The discussion focused on the risk factors for school exclusion, the critical need for early intervention, the potential negative impact on the lives of young people and the current school exclusions legal framework and guidance.
Renuka underlined the importance of early intervention, particularly for children from disadvantaged backgrounds and those with additional needs: “Children with social, emotional and mental health difficulties face the highest risk of school exclusion. Educational psychologists are the GPs of the school system but they are not available to families at the point of need. Educational psychologists should be made freely available to children at an early stage to look holistically at the child’s development, identify the risks, and bringing the right interventions to bear. Without this, it is people with means – those who shout the loudest or who can afford to pay privately – that will get attention for their children.

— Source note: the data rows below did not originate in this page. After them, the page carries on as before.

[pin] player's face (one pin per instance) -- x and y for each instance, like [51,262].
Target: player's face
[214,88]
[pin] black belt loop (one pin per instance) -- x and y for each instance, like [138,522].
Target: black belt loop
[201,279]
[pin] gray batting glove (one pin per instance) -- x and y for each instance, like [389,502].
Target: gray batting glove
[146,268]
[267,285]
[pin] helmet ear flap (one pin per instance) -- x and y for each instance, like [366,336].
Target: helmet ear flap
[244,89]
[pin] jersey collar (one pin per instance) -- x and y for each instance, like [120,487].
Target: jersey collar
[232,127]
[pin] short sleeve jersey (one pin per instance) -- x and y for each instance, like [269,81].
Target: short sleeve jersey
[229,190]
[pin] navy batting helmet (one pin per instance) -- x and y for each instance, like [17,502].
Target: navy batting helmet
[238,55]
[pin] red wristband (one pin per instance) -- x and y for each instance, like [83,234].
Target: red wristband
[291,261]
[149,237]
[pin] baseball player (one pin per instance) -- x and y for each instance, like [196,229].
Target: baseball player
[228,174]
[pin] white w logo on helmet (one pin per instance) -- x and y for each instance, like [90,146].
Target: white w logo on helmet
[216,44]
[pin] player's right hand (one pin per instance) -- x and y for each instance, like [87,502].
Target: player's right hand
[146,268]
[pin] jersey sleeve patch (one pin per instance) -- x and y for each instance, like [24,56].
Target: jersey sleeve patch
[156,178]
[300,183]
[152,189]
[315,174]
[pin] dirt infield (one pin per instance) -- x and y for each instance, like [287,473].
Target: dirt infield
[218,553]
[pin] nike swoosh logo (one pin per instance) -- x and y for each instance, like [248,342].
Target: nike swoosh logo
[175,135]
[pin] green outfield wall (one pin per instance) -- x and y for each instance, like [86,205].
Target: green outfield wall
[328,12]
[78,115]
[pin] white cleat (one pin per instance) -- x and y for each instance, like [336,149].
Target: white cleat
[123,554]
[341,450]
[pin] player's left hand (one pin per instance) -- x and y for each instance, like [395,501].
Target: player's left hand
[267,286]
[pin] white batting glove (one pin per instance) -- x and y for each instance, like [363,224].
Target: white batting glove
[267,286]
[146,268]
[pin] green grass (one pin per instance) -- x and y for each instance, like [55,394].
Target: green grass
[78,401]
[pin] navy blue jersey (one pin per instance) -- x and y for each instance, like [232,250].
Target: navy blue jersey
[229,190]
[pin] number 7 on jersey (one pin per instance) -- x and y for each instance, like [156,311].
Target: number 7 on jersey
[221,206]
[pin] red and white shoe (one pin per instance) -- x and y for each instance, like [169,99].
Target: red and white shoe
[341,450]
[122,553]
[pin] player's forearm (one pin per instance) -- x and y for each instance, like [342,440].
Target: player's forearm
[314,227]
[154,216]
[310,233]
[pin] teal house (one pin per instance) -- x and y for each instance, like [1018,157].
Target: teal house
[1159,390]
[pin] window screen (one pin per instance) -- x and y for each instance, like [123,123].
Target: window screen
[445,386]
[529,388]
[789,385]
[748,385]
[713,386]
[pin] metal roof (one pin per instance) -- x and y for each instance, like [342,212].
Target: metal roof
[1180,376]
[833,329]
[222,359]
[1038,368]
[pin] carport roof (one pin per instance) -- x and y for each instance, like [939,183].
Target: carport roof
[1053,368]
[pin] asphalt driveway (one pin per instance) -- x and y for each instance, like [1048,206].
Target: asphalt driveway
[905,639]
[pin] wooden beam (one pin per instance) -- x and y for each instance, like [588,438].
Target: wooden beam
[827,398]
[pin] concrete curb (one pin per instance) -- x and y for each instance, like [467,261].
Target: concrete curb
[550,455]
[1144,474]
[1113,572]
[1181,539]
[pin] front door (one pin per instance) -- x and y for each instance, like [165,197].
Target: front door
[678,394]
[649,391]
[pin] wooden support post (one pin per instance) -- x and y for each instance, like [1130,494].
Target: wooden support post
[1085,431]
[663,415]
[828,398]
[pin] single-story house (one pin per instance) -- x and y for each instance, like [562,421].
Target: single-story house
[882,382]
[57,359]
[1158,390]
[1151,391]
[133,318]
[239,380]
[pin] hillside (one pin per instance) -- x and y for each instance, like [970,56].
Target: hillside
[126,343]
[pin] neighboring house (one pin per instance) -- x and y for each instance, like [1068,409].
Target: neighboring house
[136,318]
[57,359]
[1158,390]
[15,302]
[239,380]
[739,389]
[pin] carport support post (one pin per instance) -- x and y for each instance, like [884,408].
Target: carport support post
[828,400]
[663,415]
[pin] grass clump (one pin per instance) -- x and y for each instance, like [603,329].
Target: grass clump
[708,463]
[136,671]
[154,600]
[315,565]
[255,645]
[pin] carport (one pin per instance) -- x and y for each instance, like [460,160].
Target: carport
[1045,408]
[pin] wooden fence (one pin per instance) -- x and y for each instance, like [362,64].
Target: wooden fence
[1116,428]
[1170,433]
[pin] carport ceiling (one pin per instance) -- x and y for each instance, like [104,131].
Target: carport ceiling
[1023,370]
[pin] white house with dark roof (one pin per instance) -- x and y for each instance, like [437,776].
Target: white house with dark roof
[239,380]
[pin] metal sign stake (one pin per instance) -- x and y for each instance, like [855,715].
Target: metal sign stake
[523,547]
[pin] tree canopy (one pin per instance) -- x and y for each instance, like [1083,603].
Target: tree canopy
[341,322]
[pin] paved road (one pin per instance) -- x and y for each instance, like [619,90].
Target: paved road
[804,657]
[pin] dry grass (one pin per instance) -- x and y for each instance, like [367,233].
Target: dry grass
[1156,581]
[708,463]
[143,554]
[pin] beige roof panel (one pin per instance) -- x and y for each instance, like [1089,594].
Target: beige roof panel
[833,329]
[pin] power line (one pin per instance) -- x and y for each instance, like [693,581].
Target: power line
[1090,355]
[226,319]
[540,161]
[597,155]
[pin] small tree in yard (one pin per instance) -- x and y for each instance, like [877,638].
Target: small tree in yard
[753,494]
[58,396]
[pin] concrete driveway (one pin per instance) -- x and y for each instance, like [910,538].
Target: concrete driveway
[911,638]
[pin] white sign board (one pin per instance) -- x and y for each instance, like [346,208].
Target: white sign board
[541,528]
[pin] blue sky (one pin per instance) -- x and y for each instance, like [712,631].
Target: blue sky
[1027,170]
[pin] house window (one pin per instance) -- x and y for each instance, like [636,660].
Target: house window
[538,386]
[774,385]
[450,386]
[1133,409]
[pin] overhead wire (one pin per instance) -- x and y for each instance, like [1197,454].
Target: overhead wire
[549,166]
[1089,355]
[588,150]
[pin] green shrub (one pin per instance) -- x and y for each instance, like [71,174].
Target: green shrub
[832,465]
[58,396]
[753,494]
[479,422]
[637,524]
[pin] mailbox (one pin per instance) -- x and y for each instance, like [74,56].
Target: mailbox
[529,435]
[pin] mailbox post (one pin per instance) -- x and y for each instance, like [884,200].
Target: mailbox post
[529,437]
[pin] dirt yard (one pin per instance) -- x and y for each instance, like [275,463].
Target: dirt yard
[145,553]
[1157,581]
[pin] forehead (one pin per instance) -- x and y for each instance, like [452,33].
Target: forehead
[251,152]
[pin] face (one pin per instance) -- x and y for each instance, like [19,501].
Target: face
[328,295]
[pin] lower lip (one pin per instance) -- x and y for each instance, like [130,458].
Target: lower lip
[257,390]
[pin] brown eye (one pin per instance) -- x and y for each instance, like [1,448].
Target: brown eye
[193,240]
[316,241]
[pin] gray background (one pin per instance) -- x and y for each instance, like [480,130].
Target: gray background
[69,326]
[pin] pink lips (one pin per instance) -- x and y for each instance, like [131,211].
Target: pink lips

Timely access to educational psychologists should be integral to the ‘levelling up’ strategy.”
Rob Williams highlighted the critical role schools play in the early identification of exclusion risk factors but added that they needed support to enable children to remain in school.
Dr Martin Glynn highlighted that exclusion from school features highly within the over representation of black children in the criminal justice system and also noted the importance of young people having a positive “self-concept” and a sense of belonging and inclusion.
Dr Simon Gallacher, who carried out a review of Coram’s school exclusions pilot project at the London Borough of Kensington and Chelsea, spoke of the learning loss, disengagement and disenchantment experienced by young people who have been excluded from school and the value of a solutions-focused intervention to bridge the gap between parents, carers, their children, and the schools. This was echoed by youth case worker Olu Sowemimo who also disengaged from school as a young person and became involved in county lines. He shared his experience of a fractured system leaving him falling through the gaps. He said that a more that a more joined up multi-agency approach would have helped him to stay in school.
Natasha Bishop from Kensington and Chelsea Family Services underlined the importance of developing services around school exclusion and confirmed that Kensington and Chelsea had commissioned an advocacy-based project which will be led by Clement James Centre with Coram providing psychological and legal expertise.